Uma vez, em uma escola, uma garota – treze, quatorze anos –, saia curta, cabelos compridos, olhos atentos, jeito de quem sabia das coisas, quis saber se eu me considerava diferente dos outros mortais.
— Outros mortais?
— É, mortais comuns!
— Mortais comuns?
— É, simples mortais!
— Simples mortais?
— É, mortais que não escrevem! Eu, por exemplo.
Tentei argumentar, ela mal me ouvia.
Recurso extremo, recorri aos membros da Academia Brasileira de Letras.
— Até aqueles imortais são simples mortais – disse-lhe.
— Não, não! De jeito nenhum! E os livros?
— Livros?
— Os livros ficam, não ficam?
— Imortais não seriam os livros, então? – perguntei, me animando.
Nada feito. A garota, que em momento algum demonstrava sonhar com a imortalidade – nem gostava de escrever, disse –, queria porque queria que eu me confessasse à margem da humanidade. Um ser não obrigatoriamente melhor, mas certamente diferente dos simples e comuns mortais.
— Não sei por que você insiste em não entender! Estou falando da maioria! Daqueles que não escrevem. Ou porque não sabem, ou porque não querem, ou porque não gostam, ou porque têm preguiça -, dizia ela, dogmática.
Tentei lhe dizer que qualquer cidadão considerado normal pode não saber, não querer, não gostar ou ter preguiça de encarar qualquer trabalho, dos mais corriqueiros aos mais sofisticados.
Nada feito. A garota parecia o escritor que, diante de uma crônica semanal, precisa vencer o desafio, custe o que custar.
Terminado o tempo da conversa, não conseguimos nos entender, não sei se feliz, ou infelizmente.
Deixei a escola convicta de que nada me faria diferente de ninguém, e ela deve ter tomado o caminho de casa certa de que existia gente que não entendia nada de nada. Como é que podia? Como é que podia um escritor não ter noção do próprio trabalho?
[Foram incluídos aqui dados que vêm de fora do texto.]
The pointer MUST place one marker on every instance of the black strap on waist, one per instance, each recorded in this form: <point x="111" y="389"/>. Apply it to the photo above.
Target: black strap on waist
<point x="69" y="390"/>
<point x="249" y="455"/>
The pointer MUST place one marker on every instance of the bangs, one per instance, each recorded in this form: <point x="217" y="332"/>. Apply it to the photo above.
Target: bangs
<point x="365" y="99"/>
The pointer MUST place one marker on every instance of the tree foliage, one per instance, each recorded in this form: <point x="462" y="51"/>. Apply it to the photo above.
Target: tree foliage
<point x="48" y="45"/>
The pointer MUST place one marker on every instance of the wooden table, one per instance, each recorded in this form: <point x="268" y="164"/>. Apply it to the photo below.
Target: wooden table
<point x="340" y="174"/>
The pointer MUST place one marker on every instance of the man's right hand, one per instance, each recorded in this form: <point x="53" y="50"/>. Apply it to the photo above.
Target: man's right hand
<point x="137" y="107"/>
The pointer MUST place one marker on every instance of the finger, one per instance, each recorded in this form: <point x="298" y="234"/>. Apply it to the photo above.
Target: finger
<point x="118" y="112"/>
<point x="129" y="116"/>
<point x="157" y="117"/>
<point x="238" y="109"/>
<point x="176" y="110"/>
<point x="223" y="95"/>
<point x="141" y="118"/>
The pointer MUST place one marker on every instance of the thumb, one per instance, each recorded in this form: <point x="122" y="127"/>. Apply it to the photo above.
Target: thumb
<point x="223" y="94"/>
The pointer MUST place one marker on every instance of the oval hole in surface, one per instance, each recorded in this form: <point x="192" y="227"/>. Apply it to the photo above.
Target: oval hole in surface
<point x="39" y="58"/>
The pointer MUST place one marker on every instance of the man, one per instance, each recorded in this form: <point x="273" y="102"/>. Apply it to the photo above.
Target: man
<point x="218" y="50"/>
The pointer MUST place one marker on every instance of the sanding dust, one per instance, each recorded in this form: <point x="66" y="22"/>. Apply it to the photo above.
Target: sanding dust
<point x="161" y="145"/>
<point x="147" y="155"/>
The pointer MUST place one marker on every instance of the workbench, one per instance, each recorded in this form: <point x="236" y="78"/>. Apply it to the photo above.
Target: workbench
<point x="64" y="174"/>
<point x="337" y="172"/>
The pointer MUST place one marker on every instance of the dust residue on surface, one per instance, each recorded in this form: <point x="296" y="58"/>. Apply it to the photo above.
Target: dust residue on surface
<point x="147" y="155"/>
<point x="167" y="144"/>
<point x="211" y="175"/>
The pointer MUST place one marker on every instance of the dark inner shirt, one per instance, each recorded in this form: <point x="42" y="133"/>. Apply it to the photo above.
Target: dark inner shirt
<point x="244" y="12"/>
Frequentemente, tenho certeza de que não tenho noção de meu trabalho.
Terminado um texto – conto, crônica, carta, história juvenil, infantil, o que for –, nunca sei, naqueles primeiros momentos, se dei conta do recado. Se produzi, como gostaria, algo bom de ler, ou se me perdi em linhas apenas legíveis, sem eira, nem beira.
O segredo – quando se pode –, é esperar. Uma releitura, dias, meses depois, como se o texto, imunizado pelo tempo, fosse de outro autor, pode clarear as ideias. Se não passar de conversa fiada, sem eira, nem beira, voltará à gaveta. Ou adormecerá no arquivo de computador. Se, por outro lado, for de leitura fácil e agradável, será lançado aos olhos alheios.
Os olhos alheios têm me feito pensar. E lembrar.
Quando leio os comentários que, vez ou outra, leitores conhecidos ou desconhecidos deixam nesse espaço semanal, penso no ofício de escrever. E me lembro da garota da escola, saia curta, cabelos compridos, olhos atentos. Jeito de quem sabia das coisas.
Se a encontrasse de novo, haveria de dizer-lhe que, vez ou outra, me sinto, sim, um mortal meio privilegiado. Não pelo que escrevo, mas pelo que leio. Pequenas frases, observações, afagos, afetos. Surpresas, emoções, coincidências, confidências.
Uma vez, o colega Souza Freitas, leitor atento, me lembrou que a “primeira pomba desgarrada”, que eu trouxera de volta de um verso de Raimundo Correia, era, na verdade, uma “pomba despertada”…
Naquele dia, mortal simples e comum, me senti duplamente privilegiada. Por ser lida com cuidado e por saber que, quando me enganasse em meus caminhos, alguém haveria de – delicadamente –, me indicar atalhos e trilhas mais certeiros.
Esta crônica foi originalmente publicada no primeiroprograma, em maio de 2011.